How the Experts Algorithm Can Help Solve LPs Online

TL;DR

This paper presents a primal-dual online algorithm for solving packing/covering linear programs with random column order, achieving near-optimal bounds using online learning and martingale techniques.

Contribution

It introduces a modular primal-dual algorithm leveraging regret minimization for dual solutions, matching known bounds for online LP approximation.

Findings

Achieves $(1+\epsilon)$-approximation with $\Omega(\epsilon^{-2} \log m)$ right-hand sides.

Uses online learning to construct dual solutions in a black-box manner.
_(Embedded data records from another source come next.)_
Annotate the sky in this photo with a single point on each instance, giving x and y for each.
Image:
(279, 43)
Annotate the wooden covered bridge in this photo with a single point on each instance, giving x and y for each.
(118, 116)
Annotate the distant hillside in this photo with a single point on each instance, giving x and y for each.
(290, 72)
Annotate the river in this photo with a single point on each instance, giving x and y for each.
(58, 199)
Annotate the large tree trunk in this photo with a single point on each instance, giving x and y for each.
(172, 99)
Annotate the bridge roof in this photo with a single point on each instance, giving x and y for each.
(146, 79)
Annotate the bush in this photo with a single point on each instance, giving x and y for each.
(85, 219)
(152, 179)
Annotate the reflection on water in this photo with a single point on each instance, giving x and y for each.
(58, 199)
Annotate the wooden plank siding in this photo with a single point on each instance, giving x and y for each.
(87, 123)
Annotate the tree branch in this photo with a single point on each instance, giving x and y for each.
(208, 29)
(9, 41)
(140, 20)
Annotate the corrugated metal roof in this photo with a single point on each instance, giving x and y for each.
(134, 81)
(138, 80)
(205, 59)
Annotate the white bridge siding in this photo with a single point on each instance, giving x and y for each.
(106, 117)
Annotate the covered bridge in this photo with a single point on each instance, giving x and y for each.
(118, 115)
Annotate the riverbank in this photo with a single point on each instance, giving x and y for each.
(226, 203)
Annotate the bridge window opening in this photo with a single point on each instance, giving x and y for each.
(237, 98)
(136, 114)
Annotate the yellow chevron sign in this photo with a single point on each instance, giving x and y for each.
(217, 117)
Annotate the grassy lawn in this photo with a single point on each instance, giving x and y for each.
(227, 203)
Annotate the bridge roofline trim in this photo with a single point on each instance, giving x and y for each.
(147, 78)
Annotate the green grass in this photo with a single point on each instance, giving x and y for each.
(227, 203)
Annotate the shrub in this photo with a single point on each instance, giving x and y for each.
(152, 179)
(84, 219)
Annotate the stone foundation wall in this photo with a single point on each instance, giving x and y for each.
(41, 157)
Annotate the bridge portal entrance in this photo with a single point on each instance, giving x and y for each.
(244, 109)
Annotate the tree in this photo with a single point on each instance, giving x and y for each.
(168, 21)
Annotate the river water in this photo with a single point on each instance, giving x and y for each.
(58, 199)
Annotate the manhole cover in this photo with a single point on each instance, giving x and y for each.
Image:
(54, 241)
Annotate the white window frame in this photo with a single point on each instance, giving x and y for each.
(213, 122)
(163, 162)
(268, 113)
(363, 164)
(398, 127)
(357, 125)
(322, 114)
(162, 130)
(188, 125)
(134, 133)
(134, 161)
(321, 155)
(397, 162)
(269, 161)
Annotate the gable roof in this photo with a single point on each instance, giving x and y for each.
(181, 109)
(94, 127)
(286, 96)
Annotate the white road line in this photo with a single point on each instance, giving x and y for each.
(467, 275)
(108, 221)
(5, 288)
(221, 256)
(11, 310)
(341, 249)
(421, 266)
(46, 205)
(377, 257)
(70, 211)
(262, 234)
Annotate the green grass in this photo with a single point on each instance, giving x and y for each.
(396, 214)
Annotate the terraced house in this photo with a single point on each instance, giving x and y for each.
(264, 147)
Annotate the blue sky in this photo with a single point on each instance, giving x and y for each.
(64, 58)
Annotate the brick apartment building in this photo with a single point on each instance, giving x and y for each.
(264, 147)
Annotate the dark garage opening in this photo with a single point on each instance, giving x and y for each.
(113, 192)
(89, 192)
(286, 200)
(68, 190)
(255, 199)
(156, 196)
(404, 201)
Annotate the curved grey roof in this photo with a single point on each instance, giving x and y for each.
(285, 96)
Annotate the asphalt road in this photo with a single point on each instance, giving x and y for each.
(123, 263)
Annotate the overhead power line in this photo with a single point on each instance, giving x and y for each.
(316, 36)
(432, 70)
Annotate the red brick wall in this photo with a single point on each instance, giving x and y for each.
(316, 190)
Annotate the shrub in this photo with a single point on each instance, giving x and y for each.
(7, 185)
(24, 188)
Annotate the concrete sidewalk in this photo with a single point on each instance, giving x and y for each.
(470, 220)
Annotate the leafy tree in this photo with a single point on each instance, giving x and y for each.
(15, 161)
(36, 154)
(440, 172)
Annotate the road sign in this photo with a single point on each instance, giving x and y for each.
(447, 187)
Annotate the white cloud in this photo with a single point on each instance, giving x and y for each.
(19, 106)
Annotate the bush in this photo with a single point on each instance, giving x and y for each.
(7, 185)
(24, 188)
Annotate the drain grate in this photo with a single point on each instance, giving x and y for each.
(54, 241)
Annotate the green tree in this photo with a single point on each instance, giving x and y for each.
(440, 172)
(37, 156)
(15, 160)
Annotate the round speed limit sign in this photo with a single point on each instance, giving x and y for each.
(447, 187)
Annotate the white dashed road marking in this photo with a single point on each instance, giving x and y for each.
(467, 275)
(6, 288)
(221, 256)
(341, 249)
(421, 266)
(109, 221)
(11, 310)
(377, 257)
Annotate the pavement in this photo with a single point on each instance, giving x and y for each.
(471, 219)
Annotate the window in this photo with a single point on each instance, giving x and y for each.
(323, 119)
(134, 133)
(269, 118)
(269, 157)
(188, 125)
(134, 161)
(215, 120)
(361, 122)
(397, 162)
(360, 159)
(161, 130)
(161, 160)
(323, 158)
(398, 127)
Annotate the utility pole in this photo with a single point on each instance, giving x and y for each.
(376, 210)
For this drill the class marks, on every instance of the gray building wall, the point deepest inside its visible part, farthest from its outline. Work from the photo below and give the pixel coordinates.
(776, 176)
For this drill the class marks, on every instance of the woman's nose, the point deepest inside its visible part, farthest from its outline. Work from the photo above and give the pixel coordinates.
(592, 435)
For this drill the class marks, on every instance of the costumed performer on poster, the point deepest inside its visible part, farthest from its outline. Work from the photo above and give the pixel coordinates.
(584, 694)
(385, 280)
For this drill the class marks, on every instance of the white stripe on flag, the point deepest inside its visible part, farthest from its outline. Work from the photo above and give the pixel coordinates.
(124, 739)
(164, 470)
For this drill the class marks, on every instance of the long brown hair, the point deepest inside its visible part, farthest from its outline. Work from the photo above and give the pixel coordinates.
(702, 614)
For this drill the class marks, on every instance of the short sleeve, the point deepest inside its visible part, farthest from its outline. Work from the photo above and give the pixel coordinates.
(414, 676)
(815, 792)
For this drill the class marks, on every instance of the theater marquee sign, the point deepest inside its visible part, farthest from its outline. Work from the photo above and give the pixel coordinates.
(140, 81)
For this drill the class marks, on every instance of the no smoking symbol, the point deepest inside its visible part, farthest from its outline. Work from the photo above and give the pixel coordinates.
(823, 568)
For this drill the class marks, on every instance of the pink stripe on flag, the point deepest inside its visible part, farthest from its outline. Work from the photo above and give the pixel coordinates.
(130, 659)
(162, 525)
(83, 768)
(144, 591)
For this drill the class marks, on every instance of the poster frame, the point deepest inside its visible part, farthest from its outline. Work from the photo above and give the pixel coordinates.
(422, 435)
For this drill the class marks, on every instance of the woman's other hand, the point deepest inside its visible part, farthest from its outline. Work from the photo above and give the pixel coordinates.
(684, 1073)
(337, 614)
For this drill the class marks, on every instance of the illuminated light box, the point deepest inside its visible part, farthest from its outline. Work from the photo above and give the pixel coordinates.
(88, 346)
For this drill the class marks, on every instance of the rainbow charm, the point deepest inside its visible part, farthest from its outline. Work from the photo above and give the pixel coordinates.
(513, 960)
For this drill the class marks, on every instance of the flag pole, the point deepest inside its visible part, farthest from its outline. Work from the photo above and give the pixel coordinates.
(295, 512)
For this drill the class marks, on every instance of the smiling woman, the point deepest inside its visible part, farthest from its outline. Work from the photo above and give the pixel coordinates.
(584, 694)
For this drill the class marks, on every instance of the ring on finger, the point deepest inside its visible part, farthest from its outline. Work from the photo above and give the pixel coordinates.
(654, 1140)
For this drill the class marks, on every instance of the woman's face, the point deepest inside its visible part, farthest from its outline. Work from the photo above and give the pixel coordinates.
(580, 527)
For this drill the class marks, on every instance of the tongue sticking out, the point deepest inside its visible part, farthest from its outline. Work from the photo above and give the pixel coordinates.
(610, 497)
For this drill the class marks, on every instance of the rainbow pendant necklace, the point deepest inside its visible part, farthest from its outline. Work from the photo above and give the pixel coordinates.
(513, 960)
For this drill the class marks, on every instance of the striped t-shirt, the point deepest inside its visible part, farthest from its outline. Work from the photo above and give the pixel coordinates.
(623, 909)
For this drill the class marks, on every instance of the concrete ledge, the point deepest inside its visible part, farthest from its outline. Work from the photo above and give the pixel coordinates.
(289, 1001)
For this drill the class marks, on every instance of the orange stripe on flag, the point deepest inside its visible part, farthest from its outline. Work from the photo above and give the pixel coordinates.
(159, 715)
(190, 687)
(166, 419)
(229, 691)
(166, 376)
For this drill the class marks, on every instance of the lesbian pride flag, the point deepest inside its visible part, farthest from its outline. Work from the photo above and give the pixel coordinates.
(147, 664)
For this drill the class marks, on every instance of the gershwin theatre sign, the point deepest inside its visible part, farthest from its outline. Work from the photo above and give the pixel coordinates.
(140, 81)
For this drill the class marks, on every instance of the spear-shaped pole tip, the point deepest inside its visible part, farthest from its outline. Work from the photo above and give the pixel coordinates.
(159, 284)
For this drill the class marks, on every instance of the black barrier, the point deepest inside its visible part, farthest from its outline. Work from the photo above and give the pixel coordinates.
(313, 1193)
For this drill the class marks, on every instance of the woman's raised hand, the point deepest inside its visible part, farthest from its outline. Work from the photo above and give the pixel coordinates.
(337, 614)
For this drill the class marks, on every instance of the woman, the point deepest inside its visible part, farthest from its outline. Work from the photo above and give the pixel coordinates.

Employs martingale concentration to handle correlations in the algorithm.

Abstract

We consider the problem of solving packing/covering LPs online, when the columns of the constraint matrix are presented in random order. This problem has received much attention and the main focus is to figure out how large the right-hand sides of the LPs have to be (compared to the entries on the left-hand side of the constraints) to allow $(1+\epsilon)$-approximations online. It is known that the right-hand sides have to be $\Omega(\epsilon^{-2} \log m)$ times the left-hand sides, where $m$ is the number of constraints. In this paper we give a primal-dual algorithm that achieve this bound for mixed packing/covering LPs. Our algorithms construct dual solutions using a regret-minimizing online learning algorithm in a black-box fashion, and use them to construct primal solutions. The adversarial guarantee that holds for the constructed duals helps us to take care of most of the correlations that arise in the algorithm; the remaining correlations are handled via martingale concentration and maximal inequalities. These ideas lead to conceptually simple and modular algorithms, which we hope will be useful in other contexts.